This Labour MP Says The BBC Chief Should Be Voted For By The Public

    According to Labour's Clive Lewis, the BBC has a "structural bias" against Jeremy Corbyn.

    An influential Labour MP has said making the BBC director-general an elected position would introduce more accountability and could address the alleged "structural bias" the broadcaster has against Jeremy Corbyn.

    Former journalist Clive Lewis, who represents Norwich South, took part in a media panel at the pro-Corbyn Momentum gathering on the edges of the Labour party conference in Brighton on Monday afternoon.

    Lewis, the chair of the National Union of Journalists parliamentary working group, agreed with an audience member who proposed that the director-general should not be appointed by the BBC trustees, but rather be put out to a public vote.

    "In terms of the director-general being elected, I think that would be a start," Lewis said. "That would open up a debate and develop a hunger from the public to actually change the BBC.

    "If you have an elected director-general then they are accountable to some degree."

    The BBC director-general, the public broadcaster's most senior editorial position, is currently Tony Hall, who got the job in 2013.

    BuzzFeed News asked the BBC what it thought about the new proposal to have its chief elected by members of the public.

    “It would be wrong to politicise the choice of director-general," a BBC source said. "There’s a charter in place which sets out a clear process for the appointment of the chairman, director-general and board.”

    Lewis also claimed the BBC had a "structural bias" against Corbyn, which he sketched back to its founding last century.

    "You know the history of the BBC?" he asked. "Lord Reith cut his teeth and established the BBC off the back of helping Winston Churchill and others break the [1926] general strike.
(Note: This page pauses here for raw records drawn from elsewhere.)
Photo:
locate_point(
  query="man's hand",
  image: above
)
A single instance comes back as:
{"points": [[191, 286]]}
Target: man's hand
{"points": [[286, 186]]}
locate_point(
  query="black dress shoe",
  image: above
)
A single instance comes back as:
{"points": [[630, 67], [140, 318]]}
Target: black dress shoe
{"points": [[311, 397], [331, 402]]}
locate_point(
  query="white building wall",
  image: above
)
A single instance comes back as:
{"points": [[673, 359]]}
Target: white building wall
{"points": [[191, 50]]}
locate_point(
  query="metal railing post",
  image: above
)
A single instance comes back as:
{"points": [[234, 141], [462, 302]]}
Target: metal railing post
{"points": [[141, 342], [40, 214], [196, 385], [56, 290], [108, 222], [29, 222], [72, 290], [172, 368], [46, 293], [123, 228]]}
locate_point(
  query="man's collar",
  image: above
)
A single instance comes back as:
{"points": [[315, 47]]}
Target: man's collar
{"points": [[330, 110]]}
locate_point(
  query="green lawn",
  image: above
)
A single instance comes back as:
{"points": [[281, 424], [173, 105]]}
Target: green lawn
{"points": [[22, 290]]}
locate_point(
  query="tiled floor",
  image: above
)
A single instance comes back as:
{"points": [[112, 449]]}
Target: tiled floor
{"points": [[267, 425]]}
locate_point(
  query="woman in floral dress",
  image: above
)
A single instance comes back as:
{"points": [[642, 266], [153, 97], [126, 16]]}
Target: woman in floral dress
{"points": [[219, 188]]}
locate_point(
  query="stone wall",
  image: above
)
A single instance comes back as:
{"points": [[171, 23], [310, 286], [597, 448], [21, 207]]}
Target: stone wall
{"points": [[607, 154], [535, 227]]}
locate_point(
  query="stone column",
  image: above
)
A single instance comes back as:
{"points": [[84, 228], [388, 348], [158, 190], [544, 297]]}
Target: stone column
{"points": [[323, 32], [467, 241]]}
    "That was how the BBC was born ... so it's probably no surprise that it's probably going to be antagonistic to Corbyn."

    The party's fractured relationship with the BBC is under the spotlight this week after reports that BBC political editor Laura Kuenssberg was being assigned a security team to attend the Labour conference because of threats made against her.
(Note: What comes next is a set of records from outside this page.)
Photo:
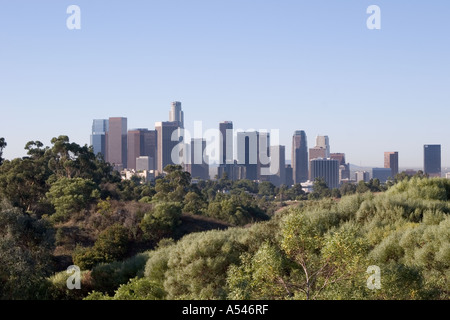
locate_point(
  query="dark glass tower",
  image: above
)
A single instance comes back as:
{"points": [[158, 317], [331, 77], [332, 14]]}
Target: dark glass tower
{"points": [[432, 159], [299, 157], [141, 142], [226, 149], [116, 141], [98, 137]]}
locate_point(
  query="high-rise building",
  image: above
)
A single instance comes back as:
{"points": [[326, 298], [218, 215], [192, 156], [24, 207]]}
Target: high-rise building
{"points": [[324, 143], [98, 137], [289, 175], [362, 176], [116, 142], [344, 168], [141, 142], [226, 148], [328, 169], [144, 163], [299, 157], [339, 157], [277, 153], [391, 161], [176, 114], [165, 145], [198, 166], [432, 160], [248, 153], [382, 174]]}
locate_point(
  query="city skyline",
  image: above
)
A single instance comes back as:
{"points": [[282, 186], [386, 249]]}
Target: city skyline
{"points": [[290, 66]]}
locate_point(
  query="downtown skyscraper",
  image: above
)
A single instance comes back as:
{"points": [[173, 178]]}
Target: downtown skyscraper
{"points": [[116, 142], [432, 159], [98, 137], [176, 114], [165, 145], [391, 161], [299, 157], [226, 148], [141, 143]]}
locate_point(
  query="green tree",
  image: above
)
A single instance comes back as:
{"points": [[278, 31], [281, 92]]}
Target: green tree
{"points": [[3, 144], [174, 186], [23, 183], [111, 245], [323, 255], [266, 188], [70, 195], [362, 187], [320, 189], [194, 203], [26, 244], [161, 221], [347, 188]]}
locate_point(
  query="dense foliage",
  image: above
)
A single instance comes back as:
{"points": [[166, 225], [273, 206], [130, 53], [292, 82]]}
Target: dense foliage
{"points": [[62, 205]]}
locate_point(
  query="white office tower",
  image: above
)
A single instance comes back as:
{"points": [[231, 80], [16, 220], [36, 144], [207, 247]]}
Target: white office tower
{"points": [[176, 114]]}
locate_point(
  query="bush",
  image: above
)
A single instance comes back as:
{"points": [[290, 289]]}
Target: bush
{"points": [[111, 245], [161, 221]]}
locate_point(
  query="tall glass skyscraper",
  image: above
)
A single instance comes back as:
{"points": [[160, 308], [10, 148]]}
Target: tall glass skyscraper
{"points": [[299, 157], [116, 142], [432, 159], [176, 114], [98, 137]]}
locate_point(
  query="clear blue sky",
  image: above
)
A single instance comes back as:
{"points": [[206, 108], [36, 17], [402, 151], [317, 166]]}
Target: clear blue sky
{"points": [[280, 64]]}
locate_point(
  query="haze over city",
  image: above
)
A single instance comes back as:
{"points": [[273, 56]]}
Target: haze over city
{"points": [[295, 65]]}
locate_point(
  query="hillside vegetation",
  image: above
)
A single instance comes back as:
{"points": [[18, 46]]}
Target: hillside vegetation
{"points": [[220, 239]]}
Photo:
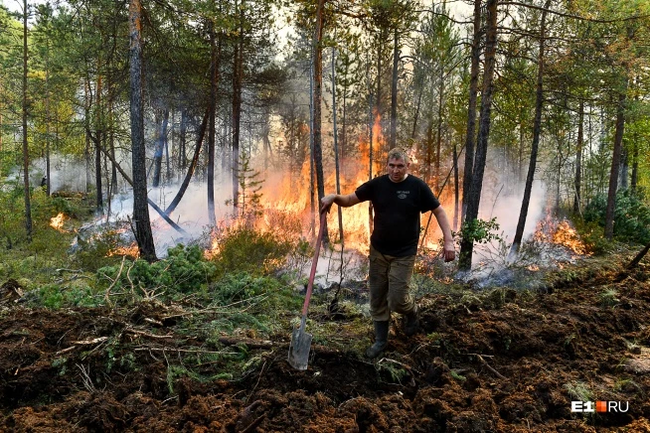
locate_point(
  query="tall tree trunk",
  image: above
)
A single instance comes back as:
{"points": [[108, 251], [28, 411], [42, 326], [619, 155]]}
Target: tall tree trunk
{"points": [[183, 140], [616, 161], [238, 76], [371, 122], [577, 184], [99, 135], [143, 233], [471, 109], [634, 179], [473, 196], [212, 128], [456, 191], [537, 127], [318, 85], [28, 204], [192, 167], [161, 133], [441, 98], [336, 148], [393, 93]]}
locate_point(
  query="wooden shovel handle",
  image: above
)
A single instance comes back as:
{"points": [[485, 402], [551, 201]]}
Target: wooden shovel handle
{"points": [[314, 263]]}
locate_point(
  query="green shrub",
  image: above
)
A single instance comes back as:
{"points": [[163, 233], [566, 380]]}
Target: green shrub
{"points": [[185, 270], [55, 297], [247, 250], [631, 216]]}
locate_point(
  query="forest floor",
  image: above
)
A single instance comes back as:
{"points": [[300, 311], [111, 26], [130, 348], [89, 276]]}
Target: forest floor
{"points": [[512, 362]]}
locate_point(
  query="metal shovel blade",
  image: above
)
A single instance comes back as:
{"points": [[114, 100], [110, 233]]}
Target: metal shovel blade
{"points": [[299, 348]]}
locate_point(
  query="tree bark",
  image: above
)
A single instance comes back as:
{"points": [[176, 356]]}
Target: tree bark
{"points": [[577, 184], [28, 204], [616, 160], [238, 76], [471, 109], [160, 146], [537, 127], [141, 219], [214, 71], [473, 196], [99, 134], [192, 167], [393, 94], [318, 85]]}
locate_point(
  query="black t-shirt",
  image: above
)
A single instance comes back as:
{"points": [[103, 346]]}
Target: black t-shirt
{"points": [[397, 212]]}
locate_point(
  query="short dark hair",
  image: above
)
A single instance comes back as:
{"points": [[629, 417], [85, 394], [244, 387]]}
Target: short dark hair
{"points": [[396, 153]]}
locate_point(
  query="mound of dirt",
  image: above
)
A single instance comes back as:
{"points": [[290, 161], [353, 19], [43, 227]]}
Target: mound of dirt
{"points": [[512, 363]]}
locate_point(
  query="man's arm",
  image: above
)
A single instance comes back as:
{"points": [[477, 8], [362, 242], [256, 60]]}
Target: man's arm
{"points": [[341, 200], [448, 252]]}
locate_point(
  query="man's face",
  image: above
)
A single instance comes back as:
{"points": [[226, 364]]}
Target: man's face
{"points": [[397, 169]]}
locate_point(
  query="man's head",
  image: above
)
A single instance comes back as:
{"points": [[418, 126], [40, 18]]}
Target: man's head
{"points": [[398, 164]]}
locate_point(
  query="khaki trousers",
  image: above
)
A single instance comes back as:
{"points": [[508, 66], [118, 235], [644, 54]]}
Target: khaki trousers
{"points": [[389, 279]]}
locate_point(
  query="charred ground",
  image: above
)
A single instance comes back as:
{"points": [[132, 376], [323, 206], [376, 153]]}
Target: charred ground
{"points": [[494, 360]]}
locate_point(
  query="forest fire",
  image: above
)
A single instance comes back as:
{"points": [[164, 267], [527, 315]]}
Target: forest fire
{"points": [[567, 236], [128, 251], [57, 222], [550, 230]]}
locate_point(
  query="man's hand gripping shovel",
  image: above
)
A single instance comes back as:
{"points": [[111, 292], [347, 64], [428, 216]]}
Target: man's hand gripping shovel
{"points": [[301, 340]]}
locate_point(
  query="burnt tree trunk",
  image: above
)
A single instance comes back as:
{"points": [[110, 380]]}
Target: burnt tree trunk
{"points": [[141, 219], [473, 196], [577, 184], [238, 77], [616, 161], [471, 109], [192, 167], [160, 146], [28, 204], [393, 94], [318, 84], [537, 127], [214, 78]]}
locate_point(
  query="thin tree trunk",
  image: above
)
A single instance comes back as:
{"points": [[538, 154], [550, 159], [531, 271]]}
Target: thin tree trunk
{"points": [[537, 127], [192, 167], [28, 204], [473, 196], [318, 85], [336, 148], [616, 161], [393, 94], [577, 185], [212, 124], [471, 110], [238, 76], [141, 219], [183, 140], [160, 146], [99, 134]]}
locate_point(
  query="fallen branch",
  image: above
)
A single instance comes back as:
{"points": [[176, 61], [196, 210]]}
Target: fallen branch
{"points": [[151, 203], [175, 349], [108, 291], [147, 334], [638, 257], [489, 367]]}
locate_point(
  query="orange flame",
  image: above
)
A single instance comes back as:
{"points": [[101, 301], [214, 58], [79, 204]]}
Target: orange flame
{"points": [[57, 222], [129, 251], [567, 236]]}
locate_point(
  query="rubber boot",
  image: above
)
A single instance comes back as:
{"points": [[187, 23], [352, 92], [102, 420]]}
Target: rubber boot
{"points": [[412, 322], [381, 339]]}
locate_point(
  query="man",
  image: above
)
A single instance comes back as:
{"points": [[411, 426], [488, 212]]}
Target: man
{"points": [[398, 198]]}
    In January this year, the BBC Trust – the now-defunct body that used to govern the BBC – found one of Kuenssberg's reports on Corbyn inaccurate, but said there was no evidence of bias.

    Askd John McDonnell re sad fact Laura Kuensbergg needs a bodyguard. Any abuse, he says, she shld tell them "John McDonnell will sort 'em."

    At the Momentum panel, Clive Lewis addressed the Kuenssberg security issue and began by saying "Laura Kuenssberg, I think it's a disgrace..."

    However in an awkward moment, a few people in the audience misheard Lewis's comment as "Laura Kuenssberg, I think, is a disgrace" and responded by clapping and saying "hear, hear".

    Lewis, however, condemned the threats against her. "Laura Kuenssberg, I think it's a disgrace that any woman needs to have bodyguards at our conference," he said. "Question her journalism – don't threaten her."